Mas o que qualifica esta BD como obra-prima? Chninkel foi publicado em 1986 na revista belga (A Suivre), editorada pela Casterman, e, em alguns aspectos, é a típica HQ francobelga dos anos 1980: passa-se em um mundo de fantasia cheio de raças exóticas, guerras intermináveis e déspotas execráveis; além disso, é imersa em um quase interminável ciclo de aventuras e peripécias, num modelo epopeico, que carregam o leitor rumo a uma clássica jornada heroica; por fim, doses generosas de violência e erotismo confirmam a tendência desta HQ em capturar os aspectos mais gerais que definiram esta época como uma das mais vertiginosas da BD.

A exuberante arte de Rosinski

Para além dos clichês já representados no próprio background da história, Chninkel se destaca por ser um tipo de parábola religiosa que é, ao mesmo tempo, uma paródia e uma crítica ao universo do evangelismo. Sua história é a de Daar, um mundo em constante guerra, dominado por três imortais e seus povos, que subjugam e escravizam tantos outros: Zembria, a ciclope, que rege um grupo de ferozes amazonas; Barr-Find, o mão-negra, líder de um grupo barbárico de humanos; e Jargoth, o perfumado, que lidera uma raça de elfos que voam em orquídeas carnívoras. No meio de eterna guerra entre os três imortais, uma raça de escravos chamada Chninkel (uma espécie de ratinho antropomorfo) luta por sua própria sobrevivência. As sete páginas iniciais, que mostram o contexto e os atos sanguinolentos de batalha, são particularmente primorosas – apocalípticas, exuberantes, desoladoras.
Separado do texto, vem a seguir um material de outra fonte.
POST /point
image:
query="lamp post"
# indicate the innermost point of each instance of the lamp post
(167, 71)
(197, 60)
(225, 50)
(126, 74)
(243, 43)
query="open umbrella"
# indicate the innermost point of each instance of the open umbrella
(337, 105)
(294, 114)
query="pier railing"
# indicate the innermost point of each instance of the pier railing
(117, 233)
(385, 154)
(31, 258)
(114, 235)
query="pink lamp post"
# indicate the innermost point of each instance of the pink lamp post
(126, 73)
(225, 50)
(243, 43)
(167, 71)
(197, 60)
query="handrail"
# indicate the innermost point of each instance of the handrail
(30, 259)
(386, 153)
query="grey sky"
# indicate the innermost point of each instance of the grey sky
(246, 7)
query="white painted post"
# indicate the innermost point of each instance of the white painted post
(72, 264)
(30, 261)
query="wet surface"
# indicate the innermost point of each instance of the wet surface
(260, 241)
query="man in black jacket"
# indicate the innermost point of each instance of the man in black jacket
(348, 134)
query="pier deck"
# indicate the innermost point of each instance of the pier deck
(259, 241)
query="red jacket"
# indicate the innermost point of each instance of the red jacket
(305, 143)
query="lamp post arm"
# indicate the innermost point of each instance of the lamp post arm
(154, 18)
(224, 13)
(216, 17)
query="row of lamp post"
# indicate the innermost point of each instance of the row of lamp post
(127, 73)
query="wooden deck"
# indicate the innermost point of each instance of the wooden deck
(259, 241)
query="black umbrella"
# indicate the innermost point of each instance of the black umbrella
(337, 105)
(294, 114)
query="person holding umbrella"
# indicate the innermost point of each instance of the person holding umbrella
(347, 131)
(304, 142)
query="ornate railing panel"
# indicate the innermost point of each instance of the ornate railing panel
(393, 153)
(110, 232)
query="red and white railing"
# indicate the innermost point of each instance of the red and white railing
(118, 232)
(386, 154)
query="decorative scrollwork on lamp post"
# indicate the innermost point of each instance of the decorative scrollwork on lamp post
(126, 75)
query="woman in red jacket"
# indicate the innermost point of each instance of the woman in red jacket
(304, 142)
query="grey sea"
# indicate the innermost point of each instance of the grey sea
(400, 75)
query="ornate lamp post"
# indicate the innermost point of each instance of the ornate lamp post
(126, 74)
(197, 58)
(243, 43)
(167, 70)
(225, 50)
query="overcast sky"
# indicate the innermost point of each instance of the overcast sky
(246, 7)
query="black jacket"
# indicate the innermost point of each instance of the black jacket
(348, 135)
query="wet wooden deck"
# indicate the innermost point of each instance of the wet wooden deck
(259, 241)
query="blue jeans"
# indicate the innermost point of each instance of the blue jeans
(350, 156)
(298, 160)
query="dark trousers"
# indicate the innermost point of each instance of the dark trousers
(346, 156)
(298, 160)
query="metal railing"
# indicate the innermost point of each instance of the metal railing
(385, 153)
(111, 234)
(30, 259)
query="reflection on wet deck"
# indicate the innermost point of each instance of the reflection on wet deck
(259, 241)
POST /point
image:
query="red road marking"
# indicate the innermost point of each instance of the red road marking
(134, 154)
Um dos chninkels, J’On, sobrevive a uma batalha avassaladora, e, ao ver-se só em meio a uma multidão de cadáveres, presencia a aparição de um monólito negro (tal qual em 2001) que se apresenta como o Grande U’N, mestre criador de mundos. A figura divinal explica-lhe então a sua insatisfação com o mundo em guerra e confere uma missão ao pobre Chninkel: no curso de cinco cruzamentos de sóis (o “ano” no mundo de Daar) ele deve conseguir acabar com todas as guerras em seu mundo. J’On, percebendo sua pequenez diante de tamanha responsabilidade, questiona o criador de mundos sobre porquê ele ser o escolhido, no que a figura divinal responde: “Eu sou encarregado por uma infinidade de outros mundos e de milhares de milhares de seres que criei. Você pensa que eu tenho tempo de procurar qualquer outro neste mundo aqui? Será, portanto, você, J’On, o escolhido”.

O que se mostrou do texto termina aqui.